Relationship between population size N and genetic diversity at varying intensities of selection. Nucleotide diversity represents mean pairwise proportion of sequence differences between random individuals in the population. Diversity estimates are taken from 10⁵ generations across 3 replicate simulations. Neutral dynamics are shown as a dashed line. Selective dynamics are shown as solid lines. In each case, 1% of mutations are selectively advantageous, with a selective advantage s of 0.001, 0.01 or 0.1.

Figure 8

Genealogical tree and skyline plots of coalescent statistics for 1270 world-wide samples of HA sequences of influenza A (H3N2). The tree shown represents the maximum posterior tree sampled over the course of the MCMC analysis. Vaccine strains are shown on the tree as colored points.
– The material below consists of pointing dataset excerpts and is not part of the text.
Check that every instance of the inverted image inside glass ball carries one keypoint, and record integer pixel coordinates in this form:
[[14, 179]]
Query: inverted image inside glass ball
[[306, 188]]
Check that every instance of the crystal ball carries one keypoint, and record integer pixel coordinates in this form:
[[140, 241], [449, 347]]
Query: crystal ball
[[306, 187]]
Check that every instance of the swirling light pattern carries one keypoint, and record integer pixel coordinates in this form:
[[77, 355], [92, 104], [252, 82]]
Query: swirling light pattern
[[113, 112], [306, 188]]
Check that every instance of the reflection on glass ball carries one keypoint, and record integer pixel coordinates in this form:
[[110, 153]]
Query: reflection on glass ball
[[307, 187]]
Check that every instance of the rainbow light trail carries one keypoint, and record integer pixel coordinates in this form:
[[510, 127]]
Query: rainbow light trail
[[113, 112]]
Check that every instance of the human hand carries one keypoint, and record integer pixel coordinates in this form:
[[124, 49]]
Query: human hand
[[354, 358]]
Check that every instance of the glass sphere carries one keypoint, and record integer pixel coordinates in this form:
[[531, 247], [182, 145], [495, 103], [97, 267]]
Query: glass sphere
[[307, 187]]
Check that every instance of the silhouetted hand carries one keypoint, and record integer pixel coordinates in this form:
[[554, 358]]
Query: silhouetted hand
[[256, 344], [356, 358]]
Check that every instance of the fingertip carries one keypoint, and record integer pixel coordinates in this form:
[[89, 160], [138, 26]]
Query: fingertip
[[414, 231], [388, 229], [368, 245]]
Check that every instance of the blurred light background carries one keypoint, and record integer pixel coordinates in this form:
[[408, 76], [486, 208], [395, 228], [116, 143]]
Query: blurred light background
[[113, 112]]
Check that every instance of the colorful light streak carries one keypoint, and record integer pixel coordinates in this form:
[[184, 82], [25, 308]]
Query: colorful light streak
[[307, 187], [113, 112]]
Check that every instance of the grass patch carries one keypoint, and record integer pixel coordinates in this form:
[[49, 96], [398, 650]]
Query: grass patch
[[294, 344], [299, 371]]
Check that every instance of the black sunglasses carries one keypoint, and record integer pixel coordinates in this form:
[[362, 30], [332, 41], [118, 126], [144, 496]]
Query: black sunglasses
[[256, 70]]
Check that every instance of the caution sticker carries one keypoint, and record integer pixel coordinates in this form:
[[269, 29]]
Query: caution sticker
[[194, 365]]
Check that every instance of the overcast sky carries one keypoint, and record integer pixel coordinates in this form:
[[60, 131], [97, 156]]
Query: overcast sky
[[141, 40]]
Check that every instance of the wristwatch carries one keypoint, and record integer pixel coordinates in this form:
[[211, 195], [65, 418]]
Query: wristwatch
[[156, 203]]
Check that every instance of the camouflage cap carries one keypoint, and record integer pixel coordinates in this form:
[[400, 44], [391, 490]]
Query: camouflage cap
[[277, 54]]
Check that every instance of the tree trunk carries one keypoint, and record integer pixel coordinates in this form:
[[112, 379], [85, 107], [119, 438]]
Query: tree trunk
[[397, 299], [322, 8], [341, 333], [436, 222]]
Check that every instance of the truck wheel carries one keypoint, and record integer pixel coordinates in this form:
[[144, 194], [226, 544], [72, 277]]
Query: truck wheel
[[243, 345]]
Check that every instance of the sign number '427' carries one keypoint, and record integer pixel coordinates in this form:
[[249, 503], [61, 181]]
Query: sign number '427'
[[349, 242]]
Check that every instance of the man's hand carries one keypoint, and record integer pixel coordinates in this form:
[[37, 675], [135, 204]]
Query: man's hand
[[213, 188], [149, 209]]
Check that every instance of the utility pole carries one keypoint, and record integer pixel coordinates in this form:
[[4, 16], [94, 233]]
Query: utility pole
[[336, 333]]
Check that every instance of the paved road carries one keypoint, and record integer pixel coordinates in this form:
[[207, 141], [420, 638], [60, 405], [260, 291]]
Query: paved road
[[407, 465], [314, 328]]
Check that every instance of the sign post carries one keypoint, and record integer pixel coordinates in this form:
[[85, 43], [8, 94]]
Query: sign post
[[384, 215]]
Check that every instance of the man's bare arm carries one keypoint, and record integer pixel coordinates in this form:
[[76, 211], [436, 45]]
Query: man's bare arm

For coalescent statistics, TMRCA, diversity and N_eτ, solid lines represent mean values and gray outlines represent 95% credible intervals across MCMC replicates. TMRCA, diversity and N_eτ are measured in units of years.

Figure 9

Genealogical tree and skyline plots of coalescent statistics for 624 China and Southeast Asia samples of HA sequences of influenza A (H3N2). The tree shown represents the maximum posterior tree sampled over the course of the MCMC analysis. Vaccine strains are shown on the tree as colored points and included regardless of geographic origin. For coalescent statistics, TMRCA, diversity and N_eτ, solid lines represent mean values and gray outlines represent 95% credible intervals across MCMC replicates. TMRCA, diversity and N_eτ are measured in units of years.